Invocou em síntese que:
O A. foi notificado (em 15 de fevereiro de 2024), nos termos e para os efeitos do nº 2 do artº 699º CPC, do recurso extraordinário de revisão interposto pela Ré, em 09/01/2024, o qual corre por apenso aos presentes autos.
Tendo tomado então conhecimento de que com esse requerimento de interposição de recurso, foi junta a certificação do trânsito em julgado, da sentença emitida em 08/01/2024 na qual se atesta que o trânsito em julgado da sentença ocorreu em 16/11/2023.
(…) Está errada a data do trânsito em julgado da sentença proferida nestes autos;
A sentença que decretou a resolução do contrato de arrendamento foi proferida em 21/03/2021, notificada às partes em 22/03/2021 e por ela recebida – presumivelmente – no dia 25/03/2021;
Já depois de decorrido o prazo legal a Ré veio efetivamente recorrer;
O recurso foi rejeitado por ser intempestivo.
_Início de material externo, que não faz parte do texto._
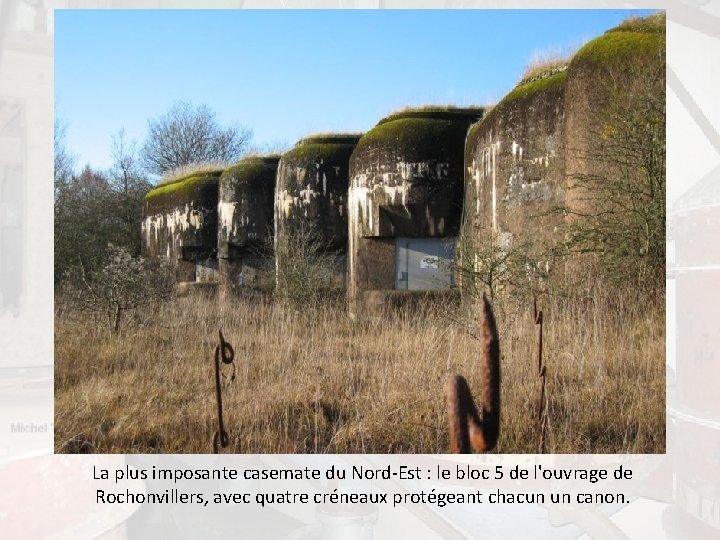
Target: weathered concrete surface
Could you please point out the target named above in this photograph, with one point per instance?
(311, 192)
(180, 225)
(245, 221)
(515, 171)
(524, 157)
(406, 181)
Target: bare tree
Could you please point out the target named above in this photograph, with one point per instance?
(129, 186)
(64, 160)
(121, 284)
(188, 134)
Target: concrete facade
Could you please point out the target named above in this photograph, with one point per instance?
(180, 225)
(245, 222)
(311, 194)
(406, 186)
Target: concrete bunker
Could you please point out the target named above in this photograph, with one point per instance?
(405, 207)
(245, 222)
(311, 200)
(515, 176)
(527, 159)
(180, 225)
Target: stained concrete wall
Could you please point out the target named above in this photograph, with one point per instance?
(524, 157)
(245, 222)
(311, 193)
(406, 181)
(515, 172)
(180, 225)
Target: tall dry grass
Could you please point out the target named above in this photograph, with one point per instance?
(310, 380)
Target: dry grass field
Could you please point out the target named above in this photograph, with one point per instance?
(311, 381)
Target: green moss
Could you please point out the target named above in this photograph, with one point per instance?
(330, 138)
(552, 84)
(418, 137)
(654, 23)
(436, 112)
(249, 168)
(334, 151)
(182, 189)
(619, 44)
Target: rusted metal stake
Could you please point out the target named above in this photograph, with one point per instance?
(542, 409)
(226, 353)
(468, 431)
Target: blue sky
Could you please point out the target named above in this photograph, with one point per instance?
(286, 74)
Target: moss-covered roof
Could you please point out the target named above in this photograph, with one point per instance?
(436, 112)
(250, 168)
(553, 83)
(329, 147)
(418, 137)
(654, 23)
(330, 138)
(183, 189)
(635, 36)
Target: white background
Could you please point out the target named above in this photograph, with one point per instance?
(41, 495)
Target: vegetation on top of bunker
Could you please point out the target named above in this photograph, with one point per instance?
(635, 37)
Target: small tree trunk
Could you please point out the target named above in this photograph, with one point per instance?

Este despacho de não admissão do recurso foi alvo de reclamação apresentada pela Ré, nos termos do artº 643º do C.P.Civil;
Por Acórdão em Conferência foi confirmada a decisão de não admissão do recurso da sentença, de que a Ré interpôs recurso de revista para o Supremo Tribunal de Justiça;
Em Acórdão proferido em Conferência do Supremo Tribunal de Justiça de 31/10/2023, foi decidida a não admissibilidade do recurso de revista do Acórdão da Relação proferido no âmbito da reclamação a que alude o artº 643º do Código de Processo Civil, o qual transitou em julgado em 16/11/2023.
O trânsito em julgado da sentença que decretou o despejo ocorreu em momento muito anterior, nomeadamente, 30 dias após a notificação da sentença às partes (por via eletrónica, em 21/03/2021, pelo que presume-se efetivamente realizada em 25/03/2021).
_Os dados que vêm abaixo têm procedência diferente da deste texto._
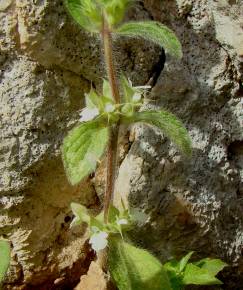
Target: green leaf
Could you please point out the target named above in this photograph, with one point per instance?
(81, 214)
(214, 266)
(4, 258)
(183, 262)
(199, 276)
(115, 10)
(92, 100)
(155, 32)
(168, 123)
(82, 148)
(113, 214)
(132, 268)
(96, 223)
(85, 13)
(172, 269)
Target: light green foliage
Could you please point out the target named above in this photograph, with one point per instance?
(198, 276)
(132, 268)
(168, 123)
(115, 10)
(82, 148)
(214, 266)
(202, 272)
(85, 13)
(80, 214)
(89, 13)
(154, 32)
(4, 258)
(184, 261)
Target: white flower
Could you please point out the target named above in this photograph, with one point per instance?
(99, 241)
(122, 222)
(109, 108)
(136, 97)
(88, 114)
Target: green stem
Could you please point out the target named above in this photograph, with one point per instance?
(114, 131)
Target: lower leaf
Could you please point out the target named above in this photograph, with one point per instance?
(168, 124)
(199, 276)
(82, 148)
(132, 268)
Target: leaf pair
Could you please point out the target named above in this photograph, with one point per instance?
(4, 258)
(132, 268)
(89, 15)
(82, 149)
(85, 144)
(202, 272)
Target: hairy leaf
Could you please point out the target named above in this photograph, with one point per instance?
(168, 123)
(183, 262)
(199, 276)
(82, 148)
(85, 13)
(155, 32)
(4, 258)
(132, 268)
(214, 266)
(81, 214)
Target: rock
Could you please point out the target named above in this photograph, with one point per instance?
(193, 204)
(94, 280)
(47, 64)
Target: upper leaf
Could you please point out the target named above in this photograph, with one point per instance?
(155, 32)
(199, 276)
(85, 13)
(4, 258)
(168, 123)
(183, 262)
(89, 13)
(81, 214)
(214, 266)
(134, 268)
(82, 148)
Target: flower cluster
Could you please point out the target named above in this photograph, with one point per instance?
(103, 106)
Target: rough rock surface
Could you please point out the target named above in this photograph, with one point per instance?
(194, 204)
(46, 64)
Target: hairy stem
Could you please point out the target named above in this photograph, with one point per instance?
(114, 132)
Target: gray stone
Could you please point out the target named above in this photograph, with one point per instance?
(47, 63)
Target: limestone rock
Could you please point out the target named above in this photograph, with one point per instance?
(47, 63)
(193, 204)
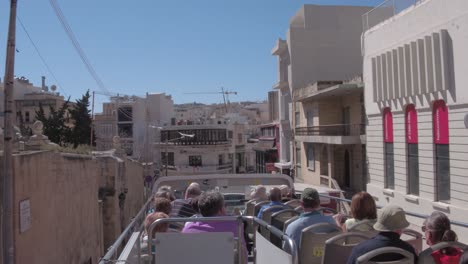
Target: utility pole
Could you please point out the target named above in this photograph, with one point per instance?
(92, 124)
(7, 180)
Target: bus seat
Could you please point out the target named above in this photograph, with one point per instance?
(326, 210)
(407, 257)
(211, 247)
(363, 226)
(300, 209)
(278, 219)
(259, 205)
(412, 237)
(338, 249)
(250, 208)
(426, 257)
(266, 216)
(312, 243)
(289, 221)
(293, 203)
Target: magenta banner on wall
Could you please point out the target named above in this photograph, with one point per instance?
(440, 121)
(388, 125)
(411, 123)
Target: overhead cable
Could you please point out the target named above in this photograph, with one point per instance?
(77, 46)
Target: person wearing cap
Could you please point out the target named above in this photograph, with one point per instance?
(275, 198)
(390, 223)
(310, 201)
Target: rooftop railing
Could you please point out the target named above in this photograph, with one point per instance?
(384, 11)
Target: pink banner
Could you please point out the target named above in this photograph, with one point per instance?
(440, 120)
(411, 122)
(388, 125)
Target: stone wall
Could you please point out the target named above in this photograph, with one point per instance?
(74, 206)
(65, 224)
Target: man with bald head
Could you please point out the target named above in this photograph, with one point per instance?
(275, 198)
(183, 207)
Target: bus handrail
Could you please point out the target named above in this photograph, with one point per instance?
(112, 250)
(457, 223)
(239, 219)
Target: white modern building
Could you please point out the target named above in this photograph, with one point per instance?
(135, 120)
(203, 149)
(415, 75)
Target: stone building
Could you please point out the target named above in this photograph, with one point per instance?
(416, 103)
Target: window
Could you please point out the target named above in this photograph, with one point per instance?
(442, 150)
(310, 117)
(310, 157)
(297, 119)
(195, 160)
(220, 159)
(170, 161)
(388, 149)
(298, 160)
(411, 127)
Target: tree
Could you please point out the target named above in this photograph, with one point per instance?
(81, 116)
(55, 127)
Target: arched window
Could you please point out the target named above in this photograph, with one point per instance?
(388, 149)
(411, 128)
(442, 150)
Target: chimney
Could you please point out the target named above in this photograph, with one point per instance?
(43, 83)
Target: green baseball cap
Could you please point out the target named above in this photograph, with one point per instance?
(310, 194)
(391, 218)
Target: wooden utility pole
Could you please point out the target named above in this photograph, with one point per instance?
(7, 180)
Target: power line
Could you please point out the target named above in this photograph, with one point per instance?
(77, 46)
(41, 57)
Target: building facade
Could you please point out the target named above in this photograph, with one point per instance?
(134, 120)
(416, 103)
(322, 49)
(330, 135)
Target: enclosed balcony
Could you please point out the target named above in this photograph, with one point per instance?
(332, 134)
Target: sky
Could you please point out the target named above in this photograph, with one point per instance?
(173, 46)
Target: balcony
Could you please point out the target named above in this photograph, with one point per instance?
(281, 85)
(339, 134)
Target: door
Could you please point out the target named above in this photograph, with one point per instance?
(347, 172)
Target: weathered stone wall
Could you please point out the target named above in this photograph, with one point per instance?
(65, 218)
(70, 221)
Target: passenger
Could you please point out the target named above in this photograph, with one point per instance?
(285, 193)
(162, 205)
(161, 228)
(275, 198)
(259, 194)
(183, 207)
(464, 258)
(437, 229)
(390, 223)
(362, 208)
(310, 201)
(211, 204)
(166, 192)
(196, 209)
A Ré tinha 30 dias para recorrer da aludida sentença o que, descontando as férias judiciais ocorridas entre 28/03/2021 e 05/04/2021, significa que esse prazo se exauriu no dia 03/05/2021;
(…) E, o Acórdão do Supremo Tribunal de Justiça, que transitou em julgado a 16/11/2023 não tinha por objeto a sentença que decretou o despejo, mas sim o despacho que não admitiu o recurso daquela – sendo proferido em sede do apenso de reclamação do artº 643º do C.P.Civil!
Pelo que, a data do trânsito em julgado do Acórdão do STJ em nada contende com a data de trânsito em julgado da sentença, que ocorreu, nos termos da lei, logo que a mesma deixou de ser suscetível de recurso ordinário, ou seja, decorrido o prazo para a sua interposição.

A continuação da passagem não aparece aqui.